Blum et al. recently published a white paper describing the Zoom’s proposed End-to-End Encryption (E2EE) protocol and architecture [1], with a roadmap of work to be done in various phases. Perhaps the most important phase of this protocol is “Phase I: Client Key Management,” where the authors describe the key management protocol based on which the encryption of the media content (audio/video/text) will be performed. This is a leader/host driven protocol that relies on the public key of the leader, whereby the symmetric “meeting key” (mk) is essentially to be encrypted with each participant’s own public key authenticated/signed by the leader’s public key, and distributed to each participant over the broadcast signaling channel (“bulletin board” in the terminology of [1]). That is, when each participant receives the (signed) ciphertext, it will decrypt it to learn the meeting key and also be sure that the meeting key is indeed generated by the public key of the leader by verifying the signature. All of this means that simply sending the public key of the leader over the signaling channel is not sufficient as an attacker (a “man-in-the-middle” or MITM) can insert its own public key over the insecure signaling channel, thereby compromising the security of the entire protocol and E2EE completely. This attack, although active, is extremely easy for the adversary to perform. Since the Zoom’s server controls the signaling channel, it will be a cake walk for an adversary, who has compromised this server or if the Zoom were under coercion from law enforcement, to change the leader’s actual public to the attacker’s own public key. Thus, it is extremely important to address this critical vulnerability. It is not an option, it is a must have. To counter this, it is essential to authenticate the public key of the leader ----- this is precisely what we call as the “root of trust” in the proposed E2EE protocol because if this authentication is not done right, you may lose all security. The game will be over.
In the attached document, we review Zoom’s proposal to validate the authenticity of the leader’s public key, define some very fundamental and subtle security+usability problems with the Zoom’s approach, and then introduce a new solution – foundations of which have already been studied in our recent work (CCS 2014 and CCS 2017) – to address many of these problems. We also provide items for future work that needs to be done towards transitioning this new solution into Zoom’s E2EE protocol in practice. The proposer and his research team is happy to work with the Zoom’s researchers and engineers in making this transition possible. We appreciate the feedback from Zoom.
Will the Chinese version of Zoom receive the same security feature set slated for the International version? Also if a Zoom (International) user calls a user in mainland China using the Chinese version of Zoom, which features apply?
The current document specifies the leaders' long-term public verifying key, meaning that the 'meeting code' will be the same for every meeting this leader hosts. If you hash the leader's ephemeral per-meeting public key, that will be different for every meeting this user hosts, but consistent for the whole duration of this meeting while hosted by this user, unless the ephemeral keypair changes or the leader is handed over.

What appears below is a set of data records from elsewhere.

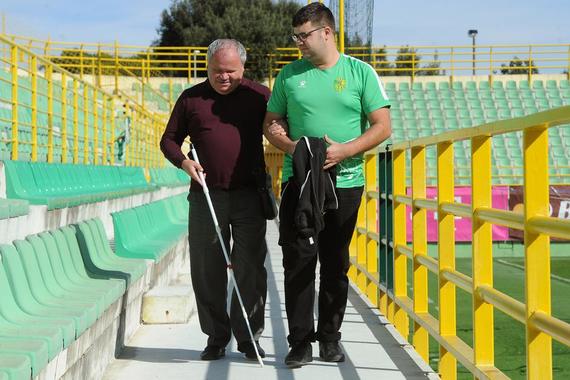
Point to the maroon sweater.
(226, 131)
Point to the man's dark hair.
(316, 13)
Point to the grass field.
(509, 334)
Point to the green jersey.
(333, 101)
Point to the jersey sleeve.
(278, 100)
(373, 93)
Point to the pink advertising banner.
(462, 225)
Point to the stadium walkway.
(374, 350)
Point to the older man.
(223, 116)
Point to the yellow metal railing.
(541, 327)
(145, 62)
(56, 116)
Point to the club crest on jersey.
(339, 84)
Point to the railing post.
(85, 124)
(99, 67)
(361, 258)
(491, 66)
(81, 64)
(49, 75)
(482, 251)
(385, 251)
(446, 255)
(75, 121)
(399, 239)
(95, 127)
(64, 145)
(14, 81)
(116, 67)
(112, 160)
(104, 129)
(371, 207)
(537, 251)
(34, 70)
(419, 244)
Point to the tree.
(261, 25)
(407, 61)
(519, 66)
(432, 68)
(380, 61)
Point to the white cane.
(226, 256)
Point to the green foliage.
(261, 25)
(519, 66)
(407, 60)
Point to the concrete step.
(168, 304)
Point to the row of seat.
(168, 177)
(482, 85)
(67, 185)
(55, 285)
(148, 231)
(11, 208)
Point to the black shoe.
(249, 351)
(331, 352)
(299, 355)
(213, 353)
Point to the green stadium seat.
(551, 84)
(498, 85)
(537, 84)
(138, 233)
(517, 112)
(61, 185)
(403, 87)
(457, 86)
(504, 113)
(443, 86)
(99, 258)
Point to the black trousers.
(240, 218)
(299, 262)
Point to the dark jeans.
(299, 262)
(240, 217)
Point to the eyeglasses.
(303, 36)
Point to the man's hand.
(192, 168)
(278, 127)
(336, 152)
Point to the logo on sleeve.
(339, 84)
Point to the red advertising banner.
(559, 205)
(500, 200)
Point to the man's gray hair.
(225, 43)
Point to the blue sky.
(418, 22)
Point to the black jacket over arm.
(308, 194)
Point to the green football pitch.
(510, 355)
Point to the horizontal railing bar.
(503, 302)
(405, 199)
(554, 227)
(552, 326)
(501, 217)
(458, 278)
(428, 204)
(457, 209)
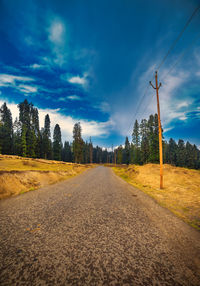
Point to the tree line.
(25, 138)
(144, 147)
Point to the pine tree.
(171, 155)
(153, 131)
(17, 131)
(28, 116)
(23, 141)
(77, 143)
(91, 151)
(144, 141)
(46, 139)
(57, 143)
(119, 154)
(6, 130)
(66, 152)
(181, 154)
(136, 143)
(127, 151)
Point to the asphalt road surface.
(94, 229)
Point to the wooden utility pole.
(160, 129)
(115, 155)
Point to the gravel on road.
(94, 229)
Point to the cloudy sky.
(91, 61)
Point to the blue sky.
(91, 61)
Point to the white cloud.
(56, 32)
(77, 79)
(17, 82)
(8, 79)
(36, 66)
(103, 106)
(27, 88)
(74, 97)
(89, 128)
(182, 104)
(58, 40)
(71, 97)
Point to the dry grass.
(19, 175)
(181, 193)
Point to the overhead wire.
(164, 59)
(178, 38)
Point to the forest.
(25, 138)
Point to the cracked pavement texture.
(94, 229)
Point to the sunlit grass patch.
(19, 175)
(181, 193)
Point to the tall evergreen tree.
(46, 139)
(119, 154)
(57, 143)
(78, 143)
(91, 151)
(6, 140)
(171, 155)
(136, 143)
(27, 119)
(66, 152)
(127, 151)
(153, 131)
(144, 141)
(17, 131)
(181, 154)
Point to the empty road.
(94, 229)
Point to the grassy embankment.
(19, 175)
(181, 193)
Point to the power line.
(178, 38)
(180, 57)
(164, 59)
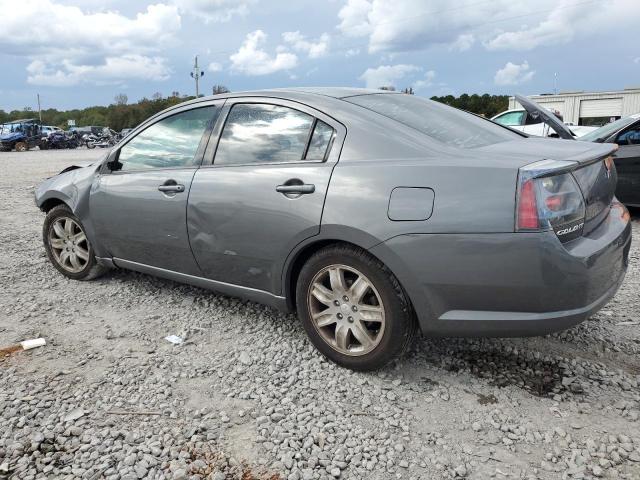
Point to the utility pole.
(196, 74)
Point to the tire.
(54, 231)
(378, 319)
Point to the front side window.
(263, 133)
(169, 143)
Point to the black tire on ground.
(92, 269)
(400, 323)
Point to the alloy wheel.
(69, 244)
(346, 310)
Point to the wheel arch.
(355, 238)
(52, 202)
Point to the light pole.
(196, 74)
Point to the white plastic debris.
(176, 340)
(33, 343)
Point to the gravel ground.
(246, 396)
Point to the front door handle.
(171, 186)
(302, 189)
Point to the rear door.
(264, 191)
(627, 160)
(139, 204)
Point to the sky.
(78, 53)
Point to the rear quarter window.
(440, 122)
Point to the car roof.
(295, 93)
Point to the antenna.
(196, 73)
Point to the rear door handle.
(303, 189)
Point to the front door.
(627, 160)
(263, 193)
(139, 204)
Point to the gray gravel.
(246, 393)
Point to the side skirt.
(247, 293)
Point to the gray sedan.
(371, 214)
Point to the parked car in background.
(20, 135)
(520, 119)
(124, 132)
(48, 129)
(624, 132)
(422, 216)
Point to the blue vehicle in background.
(20, 135)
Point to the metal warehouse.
(589, 108)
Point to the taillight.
(548, 197)
(527, 207)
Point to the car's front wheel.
(67, 245)
(353, 308)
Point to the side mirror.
(112, 161)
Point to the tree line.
(122, 114)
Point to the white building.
(589, 108)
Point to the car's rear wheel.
(67, 245)
(353, 308)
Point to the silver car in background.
(372, 214)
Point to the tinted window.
(320, 141)
(606, 131)
(261, 133)
(511, 118)
(630, 137)
(172, 142)
(440, 122)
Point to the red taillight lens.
(548, 198)
(527, 207)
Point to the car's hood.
(537, 111)
(533, 149)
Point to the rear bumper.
(509, 284)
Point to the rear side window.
(264, 133)
(320, 141)
(169, 143)
(440, 122)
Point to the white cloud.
(386, 75)
(112, 71)
(354, 18)
(514, 74)
(67, 46)
(404, 25)
(214, 10)
(427, 81)
(251, 59)
(313, 49)
(463, 43)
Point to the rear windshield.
(440, 122)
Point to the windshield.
(607, 130)
(440, 122)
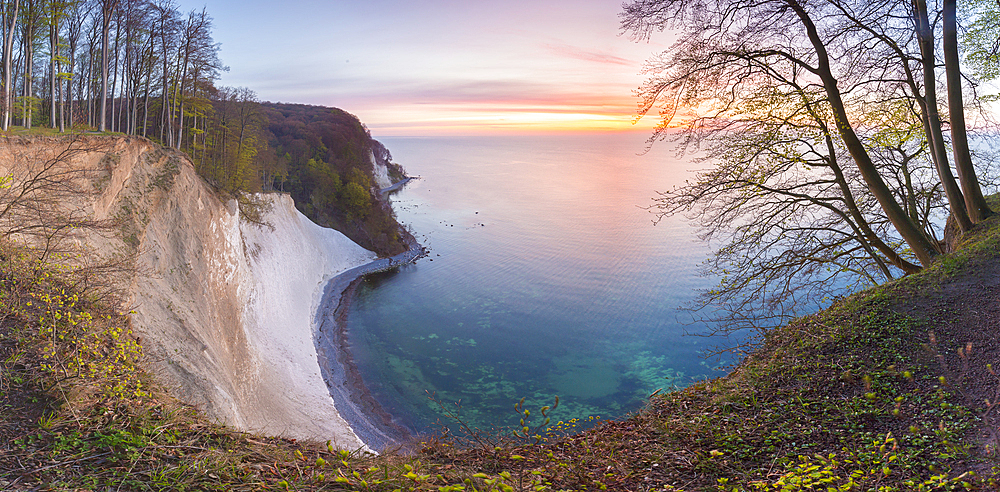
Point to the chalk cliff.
(224, 308)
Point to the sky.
(439, 67)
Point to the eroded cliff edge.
(224, 308)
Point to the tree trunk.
(8, 49)
(913, 236)
(975, 203)
(925, 38)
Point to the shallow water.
(546, 276)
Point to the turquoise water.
(546, 277)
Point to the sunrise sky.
(431, 67)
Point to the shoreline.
(366, 417)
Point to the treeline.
(837, 136)
(143, 67)
(324, 157)
(133, 66)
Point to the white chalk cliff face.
(382, 179)
(224, 308)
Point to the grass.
(851, 398)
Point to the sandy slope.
(225, 309)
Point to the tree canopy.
(826, 138)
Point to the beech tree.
(822, 123)
(10, 11)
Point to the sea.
(548, 275)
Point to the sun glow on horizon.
(433, 120)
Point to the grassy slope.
(859, 396)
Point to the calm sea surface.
(546, 277)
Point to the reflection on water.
(546, 277)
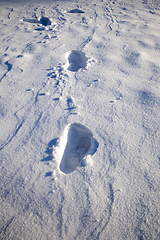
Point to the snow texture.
(79, 143)
(80, 119)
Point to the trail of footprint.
(71, 106)
(58, 77)
(76, 143)
(9, 67)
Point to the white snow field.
(80, 120)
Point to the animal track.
(76, 60)
(71, 106)
(58, 77)
(43, 20)
(76, 11)
(76, 142)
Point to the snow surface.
(94, 63)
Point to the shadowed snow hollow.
(76, 143)
(76, 60)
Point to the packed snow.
(80, 119)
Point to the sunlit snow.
(80, 119)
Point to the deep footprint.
(78, 143)
(76, 60)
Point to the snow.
(79, 80)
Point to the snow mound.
(76, 143)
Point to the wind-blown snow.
(80, 78)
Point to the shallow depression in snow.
(76, 143)
(76, 60)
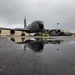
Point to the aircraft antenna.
(24, 22)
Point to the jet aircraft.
(34, 27)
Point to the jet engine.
(0, 31)
(36, 26)
(55, 32)
(12, 32)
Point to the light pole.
(58, 25)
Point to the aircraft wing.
(5, 28)
(22, 29)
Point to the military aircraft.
(36, 44)
(34, 27)
(59, 32)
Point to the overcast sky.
(51, 12)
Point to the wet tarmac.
(37, 56)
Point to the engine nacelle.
(12, 32)
(55, 32)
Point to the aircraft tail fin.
(24, 22)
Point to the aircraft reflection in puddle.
(36, 44)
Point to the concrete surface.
(14, 60)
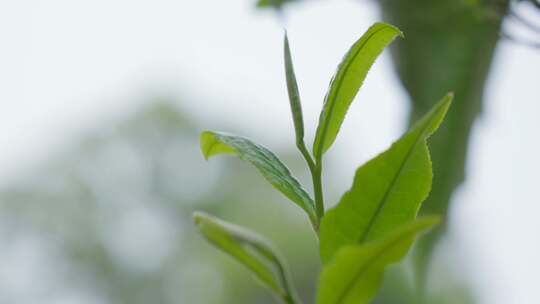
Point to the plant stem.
(316, 175)
(317, 188)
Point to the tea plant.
(373, 225)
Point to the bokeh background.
(101, 106)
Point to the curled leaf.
(347, 81)
(271, 168)
(387, 191)
(249, 249)
(354, 275)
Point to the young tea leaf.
(294, 95)
(250, 250)
(387, 191)
(355, 274)
(272, 169)
(347, 81)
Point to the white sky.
(69, 65)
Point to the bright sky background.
(67, 65)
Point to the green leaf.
(294, 95)
(387, 191)
(347, 81)
(272, 169)
(356, 272)
(249, 249)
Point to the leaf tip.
(198, 217)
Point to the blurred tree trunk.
(448, 46)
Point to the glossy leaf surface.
(387, 191)
(249, 249)
(273, 170)
(355, 274)
(347, 81)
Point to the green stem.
(317, 188)
(316, 175)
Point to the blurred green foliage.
(111, 218)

If this is the intended key, perhaps it's more accurate to call it a "Host Security Code" or even just "Host Fingerprint"? I know trust in the security of the meeting hinges on the leader/host being trusted, but having a 'meeting security code' be the same for every meeting a user hosts seems mis-named.
If the meeting security code is supposed to be about proving safety from MITM, it's also being used in a social context in the meeting: a mismatch is supposed to result in a re-key, but it seems like a false-positive (Abusive Andy confirming the code they saw in a different meeting by the same host, in front of the whole meeting, when they aren't supposed to be there) looks bad and reduces trust/care in the meeting security code at all.
Renaming this code to a 'Host Security Code' or 'Host Fingerprint' make it explicit what we are identifying and trusting, the host. If we don't trust the host of the meeting, we probably shouldn't trust the meeting either, both in current Zoom and after Phase I, so I think the intention of the name 'meeting security code' is effectively achieved.